R.J. Cutler’s documentary “The World According to Dick Cheney” opens with a shot of the former vice president at home in Wyoming, staring into the camera and answering a series of Rorschach-like questions from Cutler.
“What’s your favorite virtue?” Cutler asks.
“Integrity,” Cheney replies.
“What’s your favorite food?” Cutler asks.
“Spaghetti,” Cheney replies, laughing.
“What do you consider your main fault?” Cutler asks.
Cheney looks down. “My main fault,” he says, and the trademark sneer starts to appear. “Umm. Well, I don’t spend a lot of time thinking about my faults I guess would be the answer,” Cheney replies.
This exchange leads to the title credits and sets the tone for the movie, which debuts Friday at 9 p.m. on Showtime. There is not a ton new in it for those already familiar with Cheney. His drunken-driving arrests as a young man, the heart attacks, the work with Donald Rumsfeld in the Nixon and Ford White Houses, his time as vice president and his unrelenting public view that everything he did in the aftermath of the 9/11 attacks was justified are all covered.

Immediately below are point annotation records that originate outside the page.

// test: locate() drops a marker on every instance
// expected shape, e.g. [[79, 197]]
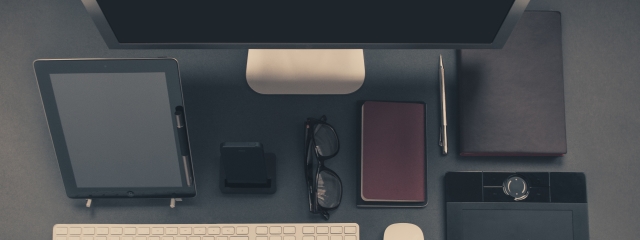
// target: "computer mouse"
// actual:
[[403, 231]]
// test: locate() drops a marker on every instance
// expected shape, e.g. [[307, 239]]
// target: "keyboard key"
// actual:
[[228, 230], [323, 229], [289, 230], [171, 231], [61, 231], [88, 231], [350, 230], [199, 231], [308, 230], [275, 230], [75, 231], [242, 230], [102, 231], [157, 231], [185, 231], [143, 231], [129, 231], [262, 230], [115, 231], [213, 231]]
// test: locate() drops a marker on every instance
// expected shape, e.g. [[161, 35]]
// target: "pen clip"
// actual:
[[440, 141]]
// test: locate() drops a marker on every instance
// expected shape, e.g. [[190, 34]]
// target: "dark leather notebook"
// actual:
[[512, 99], [393, 152]]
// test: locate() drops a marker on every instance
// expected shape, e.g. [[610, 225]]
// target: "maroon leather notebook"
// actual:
[[393, 152]]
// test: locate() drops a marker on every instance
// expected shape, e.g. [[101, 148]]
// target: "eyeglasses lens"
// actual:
[[326, 140], [329, 190]]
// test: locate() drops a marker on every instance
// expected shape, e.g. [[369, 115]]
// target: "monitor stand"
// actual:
[[305, 71]]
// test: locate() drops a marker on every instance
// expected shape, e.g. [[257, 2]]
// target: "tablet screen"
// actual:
[[118, 129]]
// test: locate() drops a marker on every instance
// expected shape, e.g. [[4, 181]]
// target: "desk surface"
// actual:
[[601, 47]]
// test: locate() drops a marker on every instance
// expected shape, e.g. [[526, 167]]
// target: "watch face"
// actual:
[[516, 187]]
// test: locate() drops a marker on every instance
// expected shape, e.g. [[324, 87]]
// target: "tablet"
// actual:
[[118, 127]]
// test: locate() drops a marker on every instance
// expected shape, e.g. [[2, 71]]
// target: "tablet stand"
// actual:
[[172, 204], [268, 188]]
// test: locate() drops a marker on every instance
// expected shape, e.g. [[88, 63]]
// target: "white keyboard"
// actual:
[[267, 231]]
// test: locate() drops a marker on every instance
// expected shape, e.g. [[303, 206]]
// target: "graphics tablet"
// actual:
[[516, 205], [118, 127]]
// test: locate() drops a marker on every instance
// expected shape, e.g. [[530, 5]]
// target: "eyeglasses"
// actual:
[[323, 184]]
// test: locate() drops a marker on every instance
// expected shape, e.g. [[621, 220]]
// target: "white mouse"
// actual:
[[403, 231]]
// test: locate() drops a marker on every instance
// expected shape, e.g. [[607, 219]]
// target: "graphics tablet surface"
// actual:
[[516, 205], [118, 127]]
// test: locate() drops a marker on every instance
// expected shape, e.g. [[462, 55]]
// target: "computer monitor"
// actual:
[[284, 38]]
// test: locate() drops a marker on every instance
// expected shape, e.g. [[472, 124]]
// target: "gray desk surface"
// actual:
[[601, 57]]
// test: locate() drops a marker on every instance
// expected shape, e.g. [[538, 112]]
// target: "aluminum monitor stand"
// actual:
[[305, 71]]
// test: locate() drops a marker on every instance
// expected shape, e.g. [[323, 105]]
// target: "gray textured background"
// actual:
[[601, 46]]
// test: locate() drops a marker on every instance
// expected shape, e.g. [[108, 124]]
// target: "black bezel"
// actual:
[[44, 67], [500, 39]]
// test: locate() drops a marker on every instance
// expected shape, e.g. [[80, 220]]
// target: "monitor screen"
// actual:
[[304, 24], [118, 129]]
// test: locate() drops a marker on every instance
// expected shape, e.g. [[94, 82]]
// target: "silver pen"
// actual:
[[443, 108]]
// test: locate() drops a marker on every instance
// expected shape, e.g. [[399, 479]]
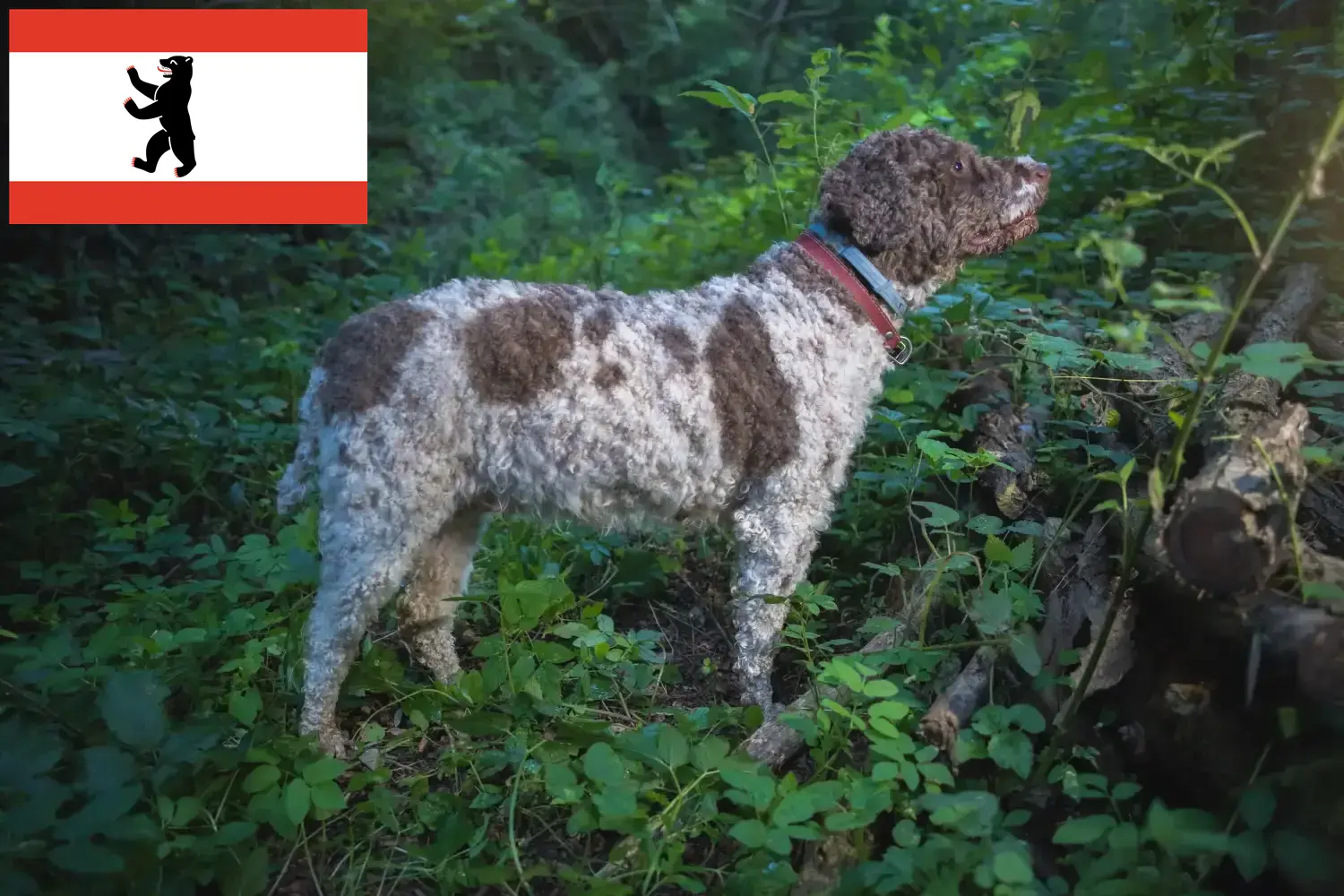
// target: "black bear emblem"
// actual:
[[169, 108]]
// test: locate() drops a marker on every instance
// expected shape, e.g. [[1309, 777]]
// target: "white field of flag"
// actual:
[[279, 116]]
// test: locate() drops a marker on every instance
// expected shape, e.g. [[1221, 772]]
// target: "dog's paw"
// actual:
[[331, 740]]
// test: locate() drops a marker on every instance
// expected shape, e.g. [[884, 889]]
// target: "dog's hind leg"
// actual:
[[443, 573], [352, 589]]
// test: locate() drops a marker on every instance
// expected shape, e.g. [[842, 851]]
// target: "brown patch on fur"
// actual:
[[677, 343], [609, 376], [758, 426], [599, 325], [365, 357], [513, 352], [812, 279]]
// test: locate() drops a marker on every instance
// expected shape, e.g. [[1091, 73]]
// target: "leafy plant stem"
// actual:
[[774, 175]]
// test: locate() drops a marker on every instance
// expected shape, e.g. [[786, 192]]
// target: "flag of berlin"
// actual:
[[188, 116]]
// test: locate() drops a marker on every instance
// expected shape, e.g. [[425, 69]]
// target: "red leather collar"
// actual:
[[870, 304]]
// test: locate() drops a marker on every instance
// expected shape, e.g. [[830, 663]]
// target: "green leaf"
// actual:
[[996, 551], [1011, 866], [1011, 750], [886, 771], [551, 651], [617, 801], [562, 783], [892, 710], [1249, 853], [1305, 856], [741, 101], [1257, 806], [327, 796], [1023, 645], [879, 688], [1322, 591], [260, 778], [937, 772], [940, 514], [750, 833], [83, 857], [244, 705], [672, 747], [777, 841], [13, 474], [984, 524], [793, 809], [1080, 831], [755, 790], [1125, 790], [297, 801], [1021, 555], [1320, 389], [602, 764], [132, 704], [1027, 718], [785, 96], [710, 97], [709, 754], [992, 610], [844, 673], [1279, 362], [247, 876], [324, 769]]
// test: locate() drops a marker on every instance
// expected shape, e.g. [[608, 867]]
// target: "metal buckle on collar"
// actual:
[[902, 352]]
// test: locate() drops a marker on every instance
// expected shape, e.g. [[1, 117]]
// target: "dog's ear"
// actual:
[[871, 195]]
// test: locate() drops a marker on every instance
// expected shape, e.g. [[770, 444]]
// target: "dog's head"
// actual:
[[177, 67], [918, 203]]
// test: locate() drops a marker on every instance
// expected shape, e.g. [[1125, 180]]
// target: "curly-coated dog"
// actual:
[[736, 402]]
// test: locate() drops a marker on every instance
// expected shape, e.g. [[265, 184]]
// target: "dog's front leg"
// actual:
[[771, 560]]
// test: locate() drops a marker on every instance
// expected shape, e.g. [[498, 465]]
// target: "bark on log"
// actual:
[[959, 702], [1312, 635], [1078, 571], [1010, 433], [1153, 387], [1324, 567], [1228, 530], [1247, 400]]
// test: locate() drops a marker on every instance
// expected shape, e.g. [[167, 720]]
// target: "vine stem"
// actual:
[[1177, 452]]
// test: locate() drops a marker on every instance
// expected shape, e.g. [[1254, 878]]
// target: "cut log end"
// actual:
[[1215, 544]]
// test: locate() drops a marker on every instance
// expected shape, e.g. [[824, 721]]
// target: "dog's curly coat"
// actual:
[[738, 402]]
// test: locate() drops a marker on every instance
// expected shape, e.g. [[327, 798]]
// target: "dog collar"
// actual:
[[873, 292]]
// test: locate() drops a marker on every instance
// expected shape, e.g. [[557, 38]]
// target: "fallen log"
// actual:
[[1247, 400], [1153, 390], [1228, 530], [959, 702], [1312, 637]]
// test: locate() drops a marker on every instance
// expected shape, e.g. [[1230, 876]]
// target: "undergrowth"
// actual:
[[151, 675]]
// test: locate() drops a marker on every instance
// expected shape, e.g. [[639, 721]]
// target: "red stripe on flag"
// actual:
[[203, 202], [188, 31]]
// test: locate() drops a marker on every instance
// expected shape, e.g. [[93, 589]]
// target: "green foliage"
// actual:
[[153, 618]]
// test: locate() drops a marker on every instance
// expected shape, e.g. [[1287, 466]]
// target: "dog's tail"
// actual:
[[293, 487]]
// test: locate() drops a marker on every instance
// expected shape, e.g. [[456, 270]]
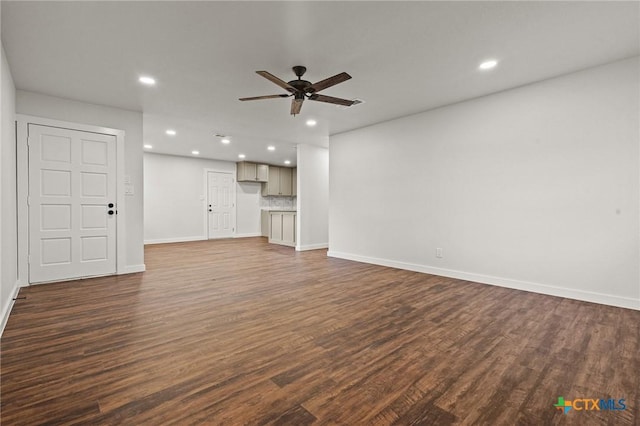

Critics such as The Washington Post’s Hank Stuever have criticized the movie for not offering a more penetrating narrative, saying anyone paying attention in the past 12 years won’t learn anything.
But there is value in getting Cheney, an architect of the way we live now, on the record about what he did and why. Cutler, granted access to a post-heart-transplant Cheney, gives one of the most powerful men in U.S. history the opportunity to reflect, to question, to consider things differently. He doesn’t. But there’s value in knowing that, and for reviewing recent history as it’s presented ably and strikingly.
Think not? Consider what Cheney says about incoming presidents holding “on to relationships that are no longer relevant” when choosing their senior staffs. Cutler’s next scene is of Cheney saying, “I was convinced Rumsfeld was the right guy” to be secretary of Defense.
It’s just one of many ironies Cutler liberally places throughout the documentary.